The chamber of a thousand faces

44 13 0
                                    


Kuperhatikan patung Janet untuk keseribu kali.

Aku masih tidak yakin apakah mimpi waktu itu sungguhan mimpi atau bukan. Hanya Theo yang mampu memastikannya, tetapi aku galau betul saat ini.

Bagaimana jika itu bukan mimpi? Dadaku berdenyut nyeri saat membayangkan andai curhatan Janet adalah kenyataan. Sebab kata-katanya terasa sangat nyata bagiku. Selain keinginan untuk tiba-tiba mengembalikan uang, aku ingat satu lagi ucapan Janet.

Semacam, bahwa aku tidak bisa mencintainya karena ia begitu persis dengan Ibu. Aku tidak yakin apakah itu ucapan Janet, atau kesadaranku sendiri. Kukira itu pemikiranku sendiri, dan aku begitu malu saat kesadaran dalam mimpiku saja mampu mengingat hal tersebut.

Aku melamun, dan lagi-lagi proses patung alabasterku tidak berkembang pesat. Saat Pak Wahlberg menangkap basah, ia menyindirku lagi, dan mencari kesempatan untuk menegurku.

"Bagaimana kau bisa berpartisipasi di pameran kalau kau tidak lulus mata kuliah ini?" sentaknya, dan aku buru-buru mengalihkan pandangan dari patung Janet.

"Pak," Vincent, yang duduk di hadapanku, berkata dengan pelan. "Bisakah saya bertanya?"

Empat kata dan Vincent berhasil menyelamatkanku dari bakal omelan Pak Wahlberg. Aku refleks menghela napas lega saat Pak Wahlberg menjauh. Ronald meremas pundakku dengan simpatik.

Senin itu, ketika kelas seni pahat sudah bubar, aku masih bertahan di kelas. Ronald pergi ke toilet sementara Vincent sedang berbincang dengan teman kelas kami yang lain, memberi pendapatnya tentang patung alabaster yang mereka kikir.

Aku menghampiri patung Janet yang masih bertahan di sisi meja Pak Wahlberg. Beberapa waktu lalu sempat muncul perdebatan apakah sebaiknya patung itu dipindah, dan muncul banyak pendapat. Ada yang minta patungnya ditutup kain saja karena rasis, dan ada yang justru menyarankan agar ditaruh museum karena sudah selaiknya ditaruh di sana. Ditambah pendapat-pendapat lain, pada akhirnya tak ada yang disetujui dan patung Janet dibiarkan begitu saja. Semata-mata karena para mahasiswa jurusan seni pertunjukan tidak mau meminjamkan kain hitam mereka dan patungnya terlalu berat untuk dipindah dengan kekuatan tangan.

Kuperhatikan lekat-lekat Janet batu yang rasa malunya diabadikan sepanjang masa.
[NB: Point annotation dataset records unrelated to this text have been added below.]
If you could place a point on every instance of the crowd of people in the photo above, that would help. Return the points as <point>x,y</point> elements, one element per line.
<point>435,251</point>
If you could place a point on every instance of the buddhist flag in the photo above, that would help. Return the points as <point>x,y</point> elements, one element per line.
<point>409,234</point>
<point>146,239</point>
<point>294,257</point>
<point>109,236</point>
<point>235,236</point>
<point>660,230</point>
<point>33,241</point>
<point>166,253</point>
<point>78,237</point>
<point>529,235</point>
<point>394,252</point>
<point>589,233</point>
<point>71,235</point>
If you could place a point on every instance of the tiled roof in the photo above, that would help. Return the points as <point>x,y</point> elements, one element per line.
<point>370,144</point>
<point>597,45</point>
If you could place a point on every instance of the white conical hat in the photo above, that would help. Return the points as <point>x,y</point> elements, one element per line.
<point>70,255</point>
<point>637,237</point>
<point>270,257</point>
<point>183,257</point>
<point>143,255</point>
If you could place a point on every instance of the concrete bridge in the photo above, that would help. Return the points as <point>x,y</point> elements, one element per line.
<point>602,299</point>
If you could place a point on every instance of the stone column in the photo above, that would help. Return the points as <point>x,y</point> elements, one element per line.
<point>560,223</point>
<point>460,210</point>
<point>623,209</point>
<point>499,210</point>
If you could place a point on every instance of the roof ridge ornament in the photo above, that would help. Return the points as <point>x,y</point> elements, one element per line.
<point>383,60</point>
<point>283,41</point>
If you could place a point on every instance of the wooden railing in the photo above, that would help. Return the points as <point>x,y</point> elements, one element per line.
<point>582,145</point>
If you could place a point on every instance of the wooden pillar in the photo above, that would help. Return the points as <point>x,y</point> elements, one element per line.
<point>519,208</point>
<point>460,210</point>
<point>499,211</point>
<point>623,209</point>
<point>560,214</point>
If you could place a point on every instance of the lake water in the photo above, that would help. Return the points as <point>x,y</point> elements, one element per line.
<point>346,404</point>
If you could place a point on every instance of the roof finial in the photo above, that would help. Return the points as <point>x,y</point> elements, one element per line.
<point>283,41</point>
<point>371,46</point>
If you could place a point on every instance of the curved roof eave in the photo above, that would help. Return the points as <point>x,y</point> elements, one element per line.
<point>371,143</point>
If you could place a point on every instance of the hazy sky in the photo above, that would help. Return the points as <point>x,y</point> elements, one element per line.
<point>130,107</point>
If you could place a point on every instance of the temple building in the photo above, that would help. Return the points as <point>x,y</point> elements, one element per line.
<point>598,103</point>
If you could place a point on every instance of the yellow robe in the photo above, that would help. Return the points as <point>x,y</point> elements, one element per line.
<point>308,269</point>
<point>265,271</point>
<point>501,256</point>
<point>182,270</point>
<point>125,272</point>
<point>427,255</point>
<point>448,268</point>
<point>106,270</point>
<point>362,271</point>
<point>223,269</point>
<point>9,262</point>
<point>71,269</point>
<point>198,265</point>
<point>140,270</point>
Di mana kau, Jane? Jariku saling meremas di balik punggung. Aku tahu kau pernah kabur saat ibumu mulai berulah, tapi di mana kau sekarang?

Aku menelan ludah. Meski aku mengharapkan bantuan Theo, sisi lain di lubuk hati berharap besar bahwa itu hanya mimpi. Bahwa absennya Josh dan kroco-kroconya dari kampus tidak berhubungan dengan lenyapnya Janet selama seminggu, bahkan lebih. Bukankah Josh sangat melindungi Janet? Ia tak mungkin melakukan sesuatu walau itu menyangkut uang.

Benar. Itu semestinya cuma mimpi. Hanya di mimpi Josh mampu berbuat kasar pada Janet. Di kenyataan, ia yang akan mengasariku kalau berani menyinggung Janet.

"Ayo pulang." Vincent tahu-tahu menarikku. "Waktunya melukis sekarang."

Aku menghela napas. Karena aku putus dengan Janet, maka aku mesti mengerjakan lukisan itu seorang diri. Aku sempat berpikir untuk membatalkannya, tetapi aku sudah kapok menyakiti Ayah. Aku tak mau mengulanginya lagi.

Kali ini aku khawatir tidak bisa melukis dengan benar karena terbayang-bayang lenyapnya Janet.

Bagaimana bisa aku tetap melukis sementara Janet hilang entah ke mana?

"Andai aku masih benci setengah mati dengan kampus ini, aku pasti sudah muntah cat warna-warni sekarang." Aku menggerutu saat mengikutinya keluar studio. Vincent tertawa.